4. Now put two marbles on the track so they touch, and a third several inches away.
Flick the single marble into the other two.
What happens?
5. Try other combinations: two marbles into three still marbles, or three into three.
What happens?
4. Activity 11
Explore Newton’s Second Law – The Law of Acceleration
Read Newton's Second Law and write it in your own words. Give three concepts that this
covers.
o Go to PHET and open “Forces in one dimension” This allows you to chose
how much force you want to use to push different objects. Pick the dog. Turn
friction on and apply a force of 25N, then 200N. Use the velocity and the
position graph to help you watch what happens. Describe your observations
below.
o Re-create a similar experiment in your classroom. Use a forcemeter and
some wooden blocks. Write up your experiment in your book.

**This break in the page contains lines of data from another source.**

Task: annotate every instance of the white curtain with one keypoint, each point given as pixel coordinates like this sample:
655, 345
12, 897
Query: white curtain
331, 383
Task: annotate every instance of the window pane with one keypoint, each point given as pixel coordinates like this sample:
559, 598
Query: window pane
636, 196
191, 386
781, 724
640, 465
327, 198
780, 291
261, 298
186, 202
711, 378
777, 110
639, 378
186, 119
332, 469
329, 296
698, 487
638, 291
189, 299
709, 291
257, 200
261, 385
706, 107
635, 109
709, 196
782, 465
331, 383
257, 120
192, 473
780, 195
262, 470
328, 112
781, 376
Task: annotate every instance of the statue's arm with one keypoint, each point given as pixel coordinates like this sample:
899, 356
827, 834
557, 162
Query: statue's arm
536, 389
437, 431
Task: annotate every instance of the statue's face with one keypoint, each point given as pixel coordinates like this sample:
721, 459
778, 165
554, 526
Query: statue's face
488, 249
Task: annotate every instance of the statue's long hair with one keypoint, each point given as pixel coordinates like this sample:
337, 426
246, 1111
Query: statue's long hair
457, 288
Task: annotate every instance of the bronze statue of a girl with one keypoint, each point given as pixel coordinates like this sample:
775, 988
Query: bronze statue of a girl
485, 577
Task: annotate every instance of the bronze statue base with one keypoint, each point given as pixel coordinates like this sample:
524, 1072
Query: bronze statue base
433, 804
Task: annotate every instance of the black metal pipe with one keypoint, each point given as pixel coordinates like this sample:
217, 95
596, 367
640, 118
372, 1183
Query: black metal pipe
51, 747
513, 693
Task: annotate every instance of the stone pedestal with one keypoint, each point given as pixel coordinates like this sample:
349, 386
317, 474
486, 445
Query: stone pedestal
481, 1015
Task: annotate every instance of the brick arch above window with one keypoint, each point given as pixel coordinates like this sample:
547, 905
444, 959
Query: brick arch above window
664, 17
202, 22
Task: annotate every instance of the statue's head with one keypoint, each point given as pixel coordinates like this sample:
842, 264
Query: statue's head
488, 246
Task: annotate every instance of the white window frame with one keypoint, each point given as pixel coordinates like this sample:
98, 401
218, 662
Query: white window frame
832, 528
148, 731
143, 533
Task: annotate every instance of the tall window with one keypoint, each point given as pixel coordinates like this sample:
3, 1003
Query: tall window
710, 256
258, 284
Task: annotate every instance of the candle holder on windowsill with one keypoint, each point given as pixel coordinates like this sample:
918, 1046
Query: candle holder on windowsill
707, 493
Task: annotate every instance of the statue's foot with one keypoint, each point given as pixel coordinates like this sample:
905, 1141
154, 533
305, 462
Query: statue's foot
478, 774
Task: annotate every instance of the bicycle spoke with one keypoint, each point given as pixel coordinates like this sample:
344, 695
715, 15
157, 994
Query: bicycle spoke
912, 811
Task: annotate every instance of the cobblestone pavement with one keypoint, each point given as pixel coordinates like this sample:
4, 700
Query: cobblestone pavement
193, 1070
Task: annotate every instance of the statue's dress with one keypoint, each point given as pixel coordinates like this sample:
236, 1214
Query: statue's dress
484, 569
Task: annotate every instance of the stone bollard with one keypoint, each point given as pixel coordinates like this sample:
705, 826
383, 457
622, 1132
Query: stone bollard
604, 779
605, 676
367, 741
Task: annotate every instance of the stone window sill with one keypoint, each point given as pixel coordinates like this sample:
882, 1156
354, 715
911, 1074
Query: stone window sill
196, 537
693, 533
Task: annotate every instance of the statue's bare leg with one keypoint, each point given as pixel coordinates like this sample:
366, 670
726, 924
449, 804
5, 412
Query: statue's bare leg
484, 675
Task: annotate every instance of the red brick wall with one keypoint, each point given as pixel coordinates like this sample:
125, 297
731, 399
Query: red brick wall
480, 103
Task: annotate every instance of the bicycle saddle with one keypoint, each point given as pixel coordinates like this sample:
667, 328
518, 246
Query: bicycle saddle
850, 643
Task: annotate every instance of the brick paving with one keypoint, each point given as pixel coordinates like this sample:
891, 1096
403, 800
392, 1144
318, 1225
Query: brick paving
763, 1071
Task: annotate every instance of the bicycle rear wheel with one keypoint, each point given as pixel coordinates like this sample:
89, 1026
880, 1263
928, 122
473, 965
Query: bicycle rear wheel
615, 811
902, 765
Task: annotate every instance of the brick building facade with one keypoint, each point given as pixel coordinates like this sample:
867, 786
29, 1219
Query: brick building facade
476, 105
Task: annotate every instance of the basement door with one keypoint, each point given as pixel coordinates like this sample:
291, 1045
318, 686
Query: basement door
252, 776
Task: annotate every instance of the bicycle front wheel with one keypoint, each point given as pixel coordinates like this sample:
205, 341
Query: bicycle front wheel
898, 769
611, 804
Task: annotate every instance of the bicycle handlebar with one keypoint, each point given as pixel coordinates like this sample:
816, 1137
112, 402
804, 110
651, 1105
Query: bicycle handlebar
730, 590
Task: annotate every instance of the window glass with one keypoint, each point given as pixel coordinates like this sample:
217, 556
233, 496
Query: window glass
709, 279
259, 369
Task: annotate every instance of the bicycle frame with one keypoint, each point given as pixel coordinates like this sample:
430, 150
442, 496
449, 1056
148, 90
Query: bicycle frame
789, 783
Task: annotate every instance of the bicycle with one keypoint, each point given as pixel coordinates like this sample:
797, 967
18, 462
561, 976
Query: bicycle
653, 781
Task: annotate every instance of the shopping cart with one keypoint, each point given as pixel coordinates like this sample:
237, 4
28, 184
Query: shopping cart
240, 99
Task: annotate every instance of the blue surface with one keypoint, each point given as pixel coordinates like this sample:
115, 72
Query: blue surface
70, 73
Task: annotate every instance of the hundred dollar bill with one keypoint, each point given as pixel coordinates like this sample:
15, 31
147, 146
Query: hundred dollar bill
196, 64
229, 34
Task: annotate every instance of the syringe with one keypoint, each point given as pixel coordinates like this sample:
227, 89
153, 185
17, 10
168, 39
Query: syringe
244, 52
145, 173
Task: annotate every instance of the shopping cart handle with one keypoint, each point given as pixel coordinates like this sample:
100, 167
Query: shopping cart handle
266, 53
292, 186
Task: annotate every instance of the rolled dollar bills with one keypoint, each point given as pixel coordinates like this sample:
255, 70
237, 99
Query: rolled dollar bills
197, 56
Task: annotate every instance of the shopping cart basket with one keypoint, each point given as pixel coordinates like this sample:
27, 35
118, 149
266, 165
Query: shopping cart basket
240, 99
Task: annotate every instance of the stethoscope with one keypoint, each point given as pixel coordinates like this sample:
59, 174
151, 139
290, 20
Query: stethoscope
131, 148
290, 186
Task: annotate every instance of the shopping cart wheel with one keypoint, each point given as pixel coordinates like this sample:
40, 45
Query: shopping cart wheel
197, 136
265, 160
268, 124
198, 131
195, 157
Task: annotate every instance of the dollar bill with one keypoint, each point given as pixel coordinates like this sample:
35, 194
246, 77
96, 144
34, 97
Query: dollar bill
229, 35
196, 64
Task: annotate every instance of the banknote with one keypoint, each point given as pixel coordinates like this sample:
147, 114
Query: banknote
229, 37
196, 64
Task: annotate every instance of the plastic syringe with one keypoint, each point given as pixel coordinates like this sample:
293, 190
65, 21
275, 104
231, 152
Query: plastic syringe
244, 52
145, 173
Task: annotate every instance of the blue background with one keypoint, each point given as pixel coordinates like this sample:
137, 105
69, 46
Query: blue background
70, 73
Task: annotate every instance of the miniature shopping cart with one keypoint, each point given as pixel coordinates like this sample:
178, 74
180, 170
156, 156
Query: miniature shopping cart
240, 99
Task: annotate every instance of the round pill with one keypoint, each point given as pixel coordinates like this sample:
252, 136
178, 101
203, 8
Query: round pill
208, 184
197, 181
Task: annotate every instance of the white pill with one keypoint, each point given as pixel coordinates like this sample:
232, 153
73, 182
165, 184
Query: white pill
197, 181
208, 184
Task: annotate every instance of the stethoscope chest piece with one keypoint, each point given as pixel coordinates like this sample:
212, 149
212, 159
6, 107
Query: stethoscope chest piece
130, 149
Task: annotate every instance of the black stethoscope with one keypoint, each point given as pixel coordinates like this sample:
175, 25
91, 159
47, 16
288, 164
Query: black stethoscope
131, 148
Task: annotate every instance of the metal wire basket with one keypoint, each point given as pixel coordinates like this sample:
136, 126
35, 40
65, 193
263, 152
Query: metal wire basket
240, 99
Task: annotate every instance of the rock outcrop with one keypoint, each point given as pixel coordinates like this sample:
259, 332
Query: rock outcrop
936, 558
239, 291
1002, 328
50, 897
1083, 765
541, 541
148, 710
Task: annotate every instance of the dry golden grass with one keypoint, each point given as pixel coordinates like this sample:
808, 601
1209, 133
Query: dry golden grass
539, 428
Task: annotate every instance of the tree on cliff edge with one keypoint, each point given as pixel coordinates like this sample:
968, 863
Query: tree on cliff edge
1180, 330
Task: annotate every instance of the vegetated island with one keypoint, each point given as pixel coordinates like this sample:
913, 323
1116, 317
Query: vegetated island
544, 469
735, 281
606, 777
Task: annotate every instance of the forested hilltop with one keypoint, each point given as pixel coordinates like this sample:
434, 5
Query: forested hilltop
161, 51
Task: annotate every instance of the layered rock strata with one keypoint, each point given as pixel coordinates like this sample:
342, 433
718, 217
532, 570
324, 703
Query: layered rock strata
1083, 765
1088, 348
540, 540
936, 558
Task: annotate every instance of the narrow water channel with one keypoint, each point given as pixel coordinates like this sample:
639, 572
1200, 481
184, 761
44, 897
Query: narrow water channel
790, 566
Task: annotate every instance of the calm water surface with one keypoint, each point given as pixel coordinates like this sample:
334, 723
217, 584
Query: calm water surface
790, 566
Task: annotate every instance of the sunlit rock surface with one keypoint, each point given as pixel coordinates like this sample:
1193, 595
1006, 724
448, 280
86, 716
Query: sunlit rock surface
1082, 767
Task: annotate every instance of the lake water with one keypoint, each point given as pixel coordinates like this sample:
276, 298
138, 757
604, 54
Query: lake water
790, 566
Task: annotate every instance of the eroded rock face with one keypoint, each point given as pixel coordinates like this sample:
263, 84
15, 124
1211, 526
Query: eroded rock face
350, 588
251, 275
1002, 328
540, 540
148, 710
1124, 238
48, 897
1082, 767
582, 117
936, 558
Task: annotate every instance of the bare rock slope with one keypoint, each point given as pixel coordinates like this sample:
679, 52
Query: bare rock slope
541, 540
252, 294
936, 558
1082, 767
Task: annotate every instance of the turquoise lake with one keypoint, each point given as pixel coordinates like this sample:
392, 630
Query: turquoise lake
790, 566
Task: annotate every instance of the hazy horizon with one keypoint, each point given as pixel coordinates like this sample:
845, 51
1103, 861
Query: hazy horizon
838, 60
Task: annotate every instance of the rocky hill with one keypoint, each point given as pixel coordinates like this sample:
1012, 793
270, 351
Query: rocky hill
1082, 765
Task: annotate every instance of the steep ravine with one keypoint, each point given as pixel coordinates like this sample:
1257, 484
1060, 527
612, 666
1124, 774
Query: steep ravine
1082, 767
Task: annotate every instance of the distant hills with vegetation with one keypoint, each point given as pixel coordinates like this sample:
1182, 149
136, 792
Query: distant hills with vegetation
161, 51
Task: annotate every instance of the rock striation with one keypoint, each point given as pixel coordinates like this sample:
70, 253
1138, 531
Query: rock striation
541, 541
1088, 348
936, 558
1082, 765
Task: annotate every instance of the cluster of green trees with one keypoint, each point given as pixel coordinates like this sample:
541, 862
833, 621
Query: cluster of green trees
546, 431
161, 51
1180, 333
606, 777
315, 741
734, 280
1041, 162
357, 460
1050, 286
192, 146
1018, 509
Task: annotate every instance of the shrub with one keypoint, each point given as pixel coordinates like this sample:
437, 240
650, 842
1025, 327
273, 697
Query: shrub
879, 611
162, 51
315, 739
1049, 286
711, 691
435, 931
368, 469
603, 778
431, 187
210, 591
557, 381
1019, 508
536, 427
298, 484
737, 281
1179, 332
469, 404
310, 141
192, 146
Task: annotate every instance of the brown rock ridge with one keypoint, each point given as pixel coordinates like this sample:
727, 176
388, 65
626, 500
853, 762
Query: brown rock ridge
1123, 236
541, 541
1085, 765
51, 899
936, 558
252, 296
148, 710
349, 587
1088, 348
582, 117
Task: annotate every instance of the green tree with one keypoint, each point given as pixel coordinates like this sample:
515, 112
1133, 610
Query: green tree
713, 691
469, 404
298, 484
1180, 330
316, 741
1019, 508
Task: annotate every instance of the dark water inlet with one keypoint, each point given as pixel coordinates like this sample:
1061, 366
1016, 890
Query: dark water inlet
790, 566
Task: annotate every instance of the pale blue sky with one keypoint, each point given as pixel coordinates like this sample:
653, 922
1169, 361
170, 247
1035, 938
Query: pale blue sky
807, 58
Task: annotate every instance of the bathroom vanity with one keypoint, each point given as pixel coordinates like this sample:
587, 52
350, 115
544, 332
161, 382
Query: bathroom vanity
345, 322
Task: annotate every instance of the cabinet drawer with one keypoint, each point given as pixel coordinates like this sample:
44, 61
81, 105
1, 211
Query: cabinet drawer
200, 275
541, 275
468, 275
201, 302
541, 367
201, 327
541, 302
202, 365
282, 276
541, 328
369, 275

Use the titles
AIM, INDEPENDENT VARIABLE (variable you will change), DEPENDENT
VARIABLE (Variable you will measure). METHOD, RESULTS, CONCLUSION.
Your aim should be “To compare the speed of a block with force pulling it”
o How does Newton's Second Law apply to you in a car. Look at the videos
here. You will need the username smcscience and the password rainbow.
o What happens if you don’t wear your seatbelt?
o What happens to you if you are sat in a stationary car without seatbelts and
you are hit from behind?
o Do you like bumper cars? These will demonstrate how Newton's Laws predict
which car will take the force of the hit.